These muffins are darling and deliciously spicy for fall. The best part about them? They’re lowfat and (I like to think) good for you! I found the muffin recipe online and adapted it to suit my tastes – namely adding the cream cheese and crunchy topping. I love a good streusel topping but with this lowfat muffin, I didn’t want to add the extra butter and sugar a traditional streusel would add. So, I decided to try it with Kashi cereal. It was the perfect “streusel” topping without adding all the extra unwanted calories/fat to hips – er- I mean – muffin!

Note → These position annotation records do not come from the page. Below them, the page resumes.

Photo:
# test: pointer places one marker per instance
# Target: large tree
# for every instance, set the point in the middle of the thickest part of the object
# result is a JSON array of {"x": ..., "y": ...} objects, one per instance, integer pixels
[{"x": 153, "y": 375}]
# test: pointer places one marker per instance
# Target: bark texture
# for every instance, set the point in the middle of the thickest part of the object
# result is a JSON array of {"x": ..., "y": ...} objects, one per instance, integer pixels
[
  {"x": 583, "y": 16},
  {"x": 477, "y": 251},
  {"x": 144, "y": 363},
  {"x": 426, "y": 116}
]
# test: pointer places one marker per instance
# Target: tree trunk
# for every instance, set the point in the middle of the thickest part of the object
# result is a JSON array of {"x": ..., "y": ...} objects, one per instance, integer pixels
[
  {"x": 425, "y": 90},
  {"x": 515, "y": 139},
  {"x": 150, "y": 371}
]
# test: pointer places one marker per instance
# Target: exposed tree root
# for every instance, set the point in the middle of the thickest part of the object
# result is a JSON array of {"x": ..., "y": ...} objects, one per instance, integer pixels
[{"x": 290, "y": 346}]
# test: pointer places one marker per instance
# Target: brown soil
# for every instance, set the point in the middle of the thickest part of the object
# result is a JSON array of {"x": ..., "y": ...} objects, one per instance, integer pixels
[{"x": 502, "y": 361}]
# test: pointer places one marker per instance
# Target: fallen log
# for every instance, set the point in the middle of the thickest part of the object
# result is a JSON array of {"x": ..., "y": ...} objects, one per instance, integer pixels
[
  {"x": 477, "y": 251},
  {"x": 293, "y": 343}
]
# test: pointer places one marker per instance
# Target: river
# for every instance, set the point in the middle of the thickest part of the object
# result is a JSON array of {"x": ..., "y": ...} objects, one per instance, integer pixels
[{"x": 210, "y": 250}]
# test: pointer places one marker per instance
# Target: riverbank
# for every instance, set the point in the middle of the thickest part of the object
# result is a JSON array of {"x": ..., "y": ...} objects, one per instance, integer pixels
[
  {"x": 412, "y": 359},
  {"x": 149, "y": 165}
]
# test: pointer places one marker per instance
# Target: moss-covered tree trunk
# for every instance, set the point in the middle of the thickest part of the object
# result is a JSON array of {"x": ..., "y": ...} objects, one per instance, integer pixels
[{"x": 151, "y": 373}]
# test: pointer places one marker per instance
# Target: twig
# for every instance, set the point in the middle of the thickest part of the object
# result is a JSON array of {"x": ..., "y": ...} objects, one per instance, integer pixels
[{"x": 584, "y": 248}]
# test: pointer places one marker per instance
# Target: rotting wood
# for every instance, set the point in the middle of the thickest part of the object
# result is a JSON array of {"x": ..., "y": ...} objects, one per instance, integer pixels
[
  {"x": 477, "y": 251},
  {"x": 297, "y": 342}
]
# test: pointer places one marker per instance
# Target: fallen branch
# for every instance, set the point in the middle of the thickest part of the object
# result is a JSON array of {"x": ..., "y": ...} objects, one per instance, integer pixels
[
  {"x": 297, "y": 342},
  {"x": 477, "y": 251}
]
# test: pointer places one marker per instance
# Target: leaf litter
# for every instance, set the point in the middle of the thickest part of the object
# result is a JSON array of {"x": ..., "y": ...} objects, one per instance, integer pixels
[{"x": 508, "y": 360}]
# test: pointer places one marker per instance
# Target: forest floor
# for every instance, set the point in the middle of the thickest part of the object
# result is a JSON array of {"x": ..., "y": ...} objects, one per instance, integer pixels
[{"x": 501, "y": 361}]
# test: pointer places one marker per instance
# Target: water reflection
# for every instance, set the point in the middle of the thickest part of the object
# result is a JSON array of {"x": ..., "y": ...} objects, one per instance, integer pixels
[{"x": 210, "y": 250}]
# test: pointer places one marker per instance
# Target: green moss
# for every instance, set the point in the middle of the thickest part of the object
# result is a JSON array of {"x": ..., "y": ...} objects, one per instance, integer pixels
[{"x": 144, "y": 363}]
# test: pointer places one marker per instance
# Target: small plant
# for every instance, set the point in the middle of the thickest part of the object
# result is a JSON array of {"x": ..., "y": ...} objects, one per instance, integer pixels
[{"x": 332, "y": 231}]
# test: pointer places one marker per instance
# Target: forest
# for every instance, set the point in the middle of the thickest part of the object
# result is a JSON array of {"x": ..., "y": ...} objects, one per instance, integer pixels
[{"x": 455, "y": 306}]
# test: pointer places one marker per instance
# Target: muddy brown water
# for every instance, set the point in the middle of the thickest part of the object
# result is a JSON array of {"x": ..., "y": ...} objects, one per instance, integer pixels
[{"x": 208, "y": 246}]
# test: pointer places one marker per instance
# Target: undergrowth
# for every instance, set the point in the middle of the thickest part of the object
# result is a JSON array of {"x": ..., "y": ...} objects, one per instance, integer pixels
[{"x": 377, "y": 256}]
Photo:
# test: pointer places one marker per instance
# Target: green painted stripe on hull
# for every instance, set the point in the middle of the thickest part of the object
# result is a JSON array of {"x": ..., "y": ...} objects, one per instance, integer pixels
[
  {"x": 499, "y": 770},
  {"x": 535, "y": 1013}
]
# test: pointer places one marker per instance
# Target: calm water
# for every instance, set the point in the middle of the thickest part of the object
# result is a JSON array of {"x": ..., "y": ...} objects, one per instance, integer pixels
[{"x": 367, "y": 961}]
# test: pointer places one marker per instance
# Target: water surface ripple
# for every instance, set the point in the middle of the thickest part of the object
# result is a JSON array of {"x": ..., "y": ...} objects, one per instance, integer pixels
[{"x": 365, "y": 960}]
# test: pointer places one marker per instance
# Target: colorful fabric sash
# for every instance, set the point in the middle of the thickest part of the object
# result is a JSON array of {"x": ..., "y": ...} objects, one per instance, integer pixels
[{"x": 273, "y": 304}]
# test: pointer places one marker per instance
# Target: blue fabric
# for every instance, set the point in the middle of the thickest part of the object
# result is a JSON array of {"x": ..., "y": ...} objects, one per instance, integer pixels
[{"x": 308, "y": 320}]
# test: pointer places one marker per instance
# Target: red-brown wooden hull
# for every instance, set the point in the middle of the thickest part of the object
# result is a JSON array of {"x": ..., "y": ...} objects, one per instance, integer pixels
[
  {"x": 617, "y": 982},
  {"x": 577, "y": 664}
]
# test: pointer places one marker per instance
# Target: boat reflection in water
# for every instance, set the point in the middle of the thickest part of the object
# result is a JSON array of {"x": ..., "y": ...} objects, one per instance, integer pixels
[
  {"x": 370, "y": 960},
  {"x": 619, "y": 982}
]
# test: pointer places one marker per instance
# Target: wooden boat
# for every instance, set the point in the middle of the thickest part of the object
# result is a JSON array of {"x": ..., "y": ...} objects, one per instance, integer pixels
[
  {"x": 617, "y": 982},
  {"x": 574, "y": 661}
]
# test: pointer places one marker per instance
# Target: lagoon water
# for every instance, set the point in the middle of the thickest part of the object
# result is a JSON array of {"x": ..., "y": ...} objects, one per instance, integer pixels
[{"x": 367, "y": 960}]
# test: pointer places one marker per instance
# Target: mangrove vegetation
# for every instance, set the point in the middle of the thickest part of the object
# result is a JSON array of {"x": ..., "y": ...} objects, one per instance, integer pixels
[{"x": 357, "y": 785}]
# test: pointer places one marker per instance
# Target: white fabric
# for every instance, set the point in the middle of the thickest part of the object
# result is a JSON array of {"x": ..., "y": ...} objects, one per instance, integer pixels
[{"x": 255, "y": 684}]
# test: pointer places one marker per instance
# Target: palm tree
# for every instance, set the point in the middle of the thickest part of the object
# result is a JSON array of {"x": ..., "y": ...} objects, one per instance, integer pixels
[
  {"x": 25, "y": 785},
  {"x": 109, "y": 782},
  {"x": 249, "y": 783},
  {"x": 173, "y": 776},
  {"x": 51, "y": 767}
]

Mini Lowfat Pumpkin Muffins with Cream Cheese filling
- 2 cups all-purpose flour
- 1 Tbsp baking powder
- 1 tsp table salt
- 1 tsp baking soda
- 1/2 tsp ground cloves
- 1 tsp ground cinnamon
- 1 tsp ground nutmeg
- 1 tsp pumpkin spice
- 2/3 cup unsweetened applesauce
- 1 cup canned pumpkin
- 2/3 cup sugar
- 1/2 cup fat-free egg substitute
- 2/3 cup fat-free skim milk
- 1/3 cup fat-free cream cheese
- 3 Tbsp powdered sugar
- 1/3 cup Kashi GOLEAN Crunch! cereal
- Preheat oven to 400ºF. Coat a mini muffin tin with cooking spray or line with cupcake wrappers, if desired. (You may also use a 12 cup muffin tin as well)
- Combine flour, baking powder, salt , baking soda, cloves, cinnamon and nutmeg in a large bowl.
- Combine applesauce, pumpkin, sugar, egg substitute and milk in a medium bowl; mix thoroughly with a wooden spoon.
- Add applesauce mixture to flour mixture and mix until completely incorporated.
- Combine cream cheese and powdered sugar.
- Pour batter into muffin tins so each hole is about 2/3 full.
- Drop approx 1/2 t of cream cheese mixture onto the top of each muffin and sprinkle with Kashi cereal.
- Bake for 15 to 18 minutes, or until a tester inserted in the center of a muffin comes out clean.